Thursday, September 27, 2007

The Compiler Is Complete

It is a glorious day in JRuby-land, for the compiler is now complete.

Tom and I have been traveling in Europe the past two weeks, first for RailsConf EU in Berlin and currently in Århus, Denmark for JAOO (which was an excellent conference, I highly recommend it). And usually, that would mean getting very little work done...but time is short, and I've been putting in full days for almost the entire trip.

Let's recap my compiler-related commits made on the road:

  • r4330, Sep 16: ClassVarDeclNode and RescueNode compiling; all tests pass...we're in the home stretch now!
  • r4339, Sep 17: Fix for return in rescue not bubbling all the way out of the synthetic method generated to wrap it.
  • r4341, Sep 17: Adding super compilation, disabled until the whole findImplementers thing is tidied up in the generated code.
  • r4342, Sep 17: Enable super compilation!

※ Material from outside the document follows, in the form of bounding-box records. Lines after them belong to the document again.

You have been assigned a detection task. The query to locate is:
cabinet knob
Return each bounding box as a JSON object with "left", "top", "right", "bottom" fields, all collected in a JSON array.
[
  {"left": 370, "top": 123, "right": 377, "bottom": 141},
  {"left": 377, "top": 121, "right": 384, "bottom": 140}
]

I had to disable an assertion to do it, but it doesn't seem to hurt things and I have a big fixme on it.
  • r4355, Sep 19: zsuper is getting closer, but still not enabled.
  • r4362, Sep 20: Enabled a number of additional flow-control syntax within ensure bodies, and def within blocks.
  • r4363, Sep 20: Re-disabling break in ensure; it caused problems for Rails and needs to be investigated in more depth.
  • r4367, Sep 21: Removing the overhead of constructing ISourcePosition objects for every line in the compiler; I moved construction to be a one-time cost and perf numbers went back to where they were before.
  • r4368, Sep 21: Small optz for literal string perf and memory use: cache a single bytelist per literal in the compiled class and share it across all literal strings constructed.
  • r4370, Sep 22: Enable compilation of multiple assignment with args (rest args)
  • r4375, Sep 24: Total refactoring of zsuper argument processing, and zsuper is now enabled in the compiler. We still need more/better tests and specs for zsuper, unfortunately.
  • r4377, Sep 24: Compile the remaining part of case/when, for when *whatever (appears as nested when nodes in the ast...why?)
  • r4388, Sep 25: Add compilation of global and constant assignment in masgn/block args
  • r4392, Sep 25: Compilation of break within ensurified sections; basically just do a normal breakjump instead of Java jumps
  • r4400, Sep 25: Fix for JRUBY-1388, plus an additional fix where it wasn't scoping constants in the right module.
  • r4401, Sep 25: Retry compilation!
  • r4402, Sep 26: Multiple additional cleanups, fixes, to the compiler; expand stack-based methods to include those with opt/rest/block args, fix a problem with redo/next in ensure/rescue; fix an issue in the ASTInspector not inspecting opt arg values; shrink the generated bytecode by offloading to CompilerHelpers in a few places. Ruby stdlib now compiles completely. Yay!
  • r4404, Sep 26: Add ASM "CheckClass" adapter to command-line (class file dumping) part of compiler.
  • r4405, Sep 26: A few additional fixes for rescue method names and reduced size for the pre-allocated calladapters, strings, and positions.
  • r4410, Sep 27: A number of additional fixes for the compiler to remedy inconsistent stack issues, and a whole slew of work to make apps run correctly with AOT-compiled stdlib. Very close to "complete" in my eyes.
  • r4412, Sep 27: Fixes to top-level scoping for AOT-compiled methods, loading sequence, and some minor compiler tweaks to make rubygems start up and run correctly with AOT-compiled stdlib.
  • r4413, Sep 27: Fixed the last known bug in the compiler. It is now complete.
  • r4414, Sep 27: Ok, now the compiler is REALLY complete. I forgot about BEGIN and END nodes. The only remaining node that doesn't compile is OptN, whichwe won't put in the compiled output (we'll just wrap execution of scripts with the appropriate logic). It's a good day to be alive!
I think I've done a decent job proving you can get some serious work done on the road, even while preparing two talks and hob-nobbing with fellow geeks. But of course this is an enormous milestone for JRuby in general.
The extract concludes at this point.